- From: Kugelman, John <jkugelman@progeny.net>
- Date: Fri, 1 Sep 2006 14:15:04 -0400
- To: "Lachlan Hunt" <lachlan.hunt@lachy.id.au>
- Cc: <public-appformats@w3.org>, <www-forms@w3.org>
Lachlan Hunt wrote: > > John Boyer wrote: > > > > 4) When you say "The approach taken by the WF2 script, however, does > > not require the user to have installed some plugin locally, it will > > function as long as they have JS enabled." > > > > I believe you are continuing to mislead, as XForms can also be > > implemented in JS only (there is such an implementation). > > But for such an implementation to function in IE, it needs to be served > as text/html, which, as I have already stated, is not appropriate! > Using such a script in browsers that actually support XHTML, however, is > fine.

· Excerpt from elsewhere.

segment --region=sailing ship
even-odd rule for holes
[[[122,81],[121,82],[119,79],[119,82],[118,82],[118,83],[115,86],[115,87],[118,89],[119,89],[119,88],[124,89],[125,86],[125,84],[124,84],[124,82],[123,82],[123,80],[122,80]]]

Why is it not appropriate? What does "appropriate" mean? FormFaces provides XForms functionality in Mozilla and Internet Explorer. In Mozilla you could serve your page as text/html or application/xhtml+xml, whichever. In Internet Explorer you can only use text/html. That doesn't stop FormFaces from loading and rendering the page. Actually FormFaces parses the page with an XML parser, and it will barf if the document is not well-formed XML. Even if you use text/html. It acts like a strict XML parser even if the browser is in tag soup mode.